Selain itu, pemerintah juga mesti memperhatikan kesiapan rumah sakit-rumah sakit daerah yang kapasitasnya terbatas menangani virus corona. Realokasi anggaran, lanjut Dradjad, juga kemudian perlu diarahkan pada upaya mengantisipasi PHK, bantuan sosial masyarakat, subsidi bunga KUR dan pinjaman, serta operasi pasar untuk bahan pangan.

Di tempat terpisah, ekonom senior Rizal Ramli menduga perubahan APBN 2020 dengan skenario pelebaran defisit hingga 5 persen dari PDB adalah bagian dari strategi untuk menciptakan alasan agar Indonesia membutuhkan pinjaman dari IMF.

"Aji mumpung, pinjem lagi dari IMF. Dasar SPG IMF. Loh, bukan situ yang jual angin sorga bisa narik Rp11.000 triliun dari luar negeri?" kata Rizal Ramli yang juga mantan anggota Tim Panel Ekonomi PBB itu.

Padahal, lanjut Rizal, ketentuan defisit maksimal 3 persen harus diikuti pemerintah sesuai UU No. 17 Tahun 2003 tentang Keuangan Negara. "Batas max defisit itu mau ditingkatkan SMI menjadi 5 persen. Dasar ratu utang," kata Rizal Ramli yang juga mantan Menko Ekuin dan Menteri Keuangan era pemerintahan Abdurrahman Wahid alias Gus Dur itu.

Menurut Rizal Ramli, keinginan Menteri Keuangan Sri Mulyani untuk memeroleh pinjaman kembali dari IMF bukan diperuntukkan buat hal yang strategis. Tapi, lanjut Rizal, pinjaman itu hanya digunakan intervensi rupiah yang semakin terpuruk.

"Dari awalnya niat memang mau ngutang ke IMF. Padahal dari dana realokasi anggaran ditambah accumulated SAL (sisa anggaran lebih, tidak terpakai) cukup besar. Karena yang sangat mereka perlukan saat ini untuk doping rupiah lagi," kata Rizal Ramli.

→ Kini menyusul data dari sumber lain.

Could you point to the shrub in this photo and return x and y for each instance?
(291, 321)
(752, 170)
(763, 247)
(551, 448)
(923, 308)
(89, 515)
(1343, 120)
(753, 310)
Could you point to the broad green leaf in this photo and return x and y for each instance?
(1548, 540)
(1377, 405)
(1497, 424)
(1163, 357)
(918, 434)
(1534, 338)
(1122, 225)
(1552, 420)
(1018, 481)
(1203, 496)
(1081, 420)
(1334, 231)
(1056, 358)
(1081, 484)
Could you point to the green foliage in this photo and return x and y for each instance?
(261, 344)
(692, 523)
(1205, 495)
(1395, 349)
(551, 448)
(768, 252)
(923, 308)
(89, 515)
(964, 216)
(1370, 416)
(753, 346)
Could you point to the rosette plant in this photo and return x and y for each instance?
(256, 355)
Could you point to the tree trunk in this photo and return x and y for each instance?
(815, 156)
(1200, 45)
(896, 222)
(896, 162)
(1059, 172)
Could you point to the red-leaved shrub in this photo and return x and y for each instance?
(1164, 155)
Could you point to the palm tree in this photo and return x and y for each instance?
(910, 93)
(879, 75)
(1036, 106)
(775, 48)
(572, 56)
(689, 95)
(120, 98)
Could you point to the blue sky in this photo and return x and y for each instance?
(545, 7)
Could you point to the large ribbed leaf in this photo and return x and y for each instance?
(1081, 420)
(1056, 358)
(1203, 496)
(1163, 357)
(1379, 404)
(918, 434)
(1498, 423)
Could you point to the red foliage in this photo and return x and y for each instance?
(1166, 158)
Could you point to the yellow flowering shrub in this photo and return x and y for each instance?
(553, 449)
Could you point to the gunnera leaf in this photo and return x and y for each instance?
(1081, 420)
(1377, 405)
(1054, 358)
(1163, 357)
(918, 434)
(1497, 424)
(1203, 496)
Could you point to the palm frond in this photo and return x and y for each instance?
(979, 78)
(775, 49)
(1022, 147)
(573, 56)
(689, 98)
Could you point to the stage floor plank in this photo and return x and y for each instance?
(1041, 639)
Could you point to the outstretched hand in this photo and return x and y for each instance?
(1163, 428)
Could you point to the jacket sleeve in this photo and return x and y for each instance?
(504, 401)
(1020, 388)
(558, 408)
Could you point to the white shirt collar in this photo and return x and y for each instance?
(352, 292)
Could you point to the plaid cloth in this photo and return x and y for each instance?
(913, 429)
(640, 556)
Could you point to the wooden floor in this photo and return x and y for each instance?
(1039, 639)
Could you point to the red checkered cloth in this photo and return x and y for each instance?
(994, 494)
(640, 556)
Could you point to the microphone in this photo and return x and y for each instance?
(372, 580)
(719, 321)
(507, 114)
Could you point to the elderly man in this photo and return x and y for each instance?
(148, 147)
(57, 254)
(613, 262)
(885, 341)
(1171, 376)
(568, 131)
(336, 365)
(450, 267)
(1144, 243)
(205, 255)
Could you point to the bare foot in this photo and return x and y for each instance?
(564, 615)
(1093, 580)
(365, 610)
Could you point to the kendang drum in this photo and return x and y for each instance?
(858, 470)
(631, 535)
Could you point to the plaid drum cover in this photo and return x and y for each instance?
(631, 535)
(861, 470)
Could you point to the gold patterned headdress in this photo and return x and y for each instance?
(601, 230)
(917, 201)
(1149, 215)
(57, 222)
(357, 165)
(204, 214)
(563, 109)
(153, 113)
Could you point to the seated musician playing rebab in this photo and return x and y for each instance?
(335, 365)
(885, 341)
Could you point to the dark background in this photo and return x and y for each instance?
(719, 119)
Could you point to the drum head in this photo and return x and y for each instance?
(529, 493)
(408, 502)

Menteri Keuangan Sri Mulyani Indrawati membuka peluang kenaikan defisit anggaran agar dapat melampaui batas 3 persen dari Produk Domestik Bruto (PDB). Langkah ini diambil di tengah pananganan pandemi corona atau Covid-19 yang diyakini bakal berdampak pada belanja pemerintah tetapi sekaligus memangkas penerimaan.

Bahkan, Badan Anggaran Dewan Perwakilan Rakyat menyarankan pemerintah melebarkan defisit APBN tahun 2020 sampai 5 persen dari yang saat ini maksimal 3 persen.

Di sisi lain, Sri Mulyani tak membantah bila implikasi pelebaran defisit ini bakal berpengaruh pada sumber pembiayaannya.

Ia sendiri mengaku sudah melihat-lihat sejumlah alternatif pembiayaan dari tiga lembaga yaitu IMF, World Bank, dan Asia Development Bank (ADB). Ia juga tengah menjajaki pinjaman yang bersumber dari bilateral. Dalam hal ini negara-negara yang sudah biasa mendukung pendanaan anggaran di Indonesia.

“Saya melihat pilihan finacing terbaik agar Indonesia tetap bisa merespons dengan biaya dan risiko sekecil mungkin,” kata Sri Mulyani.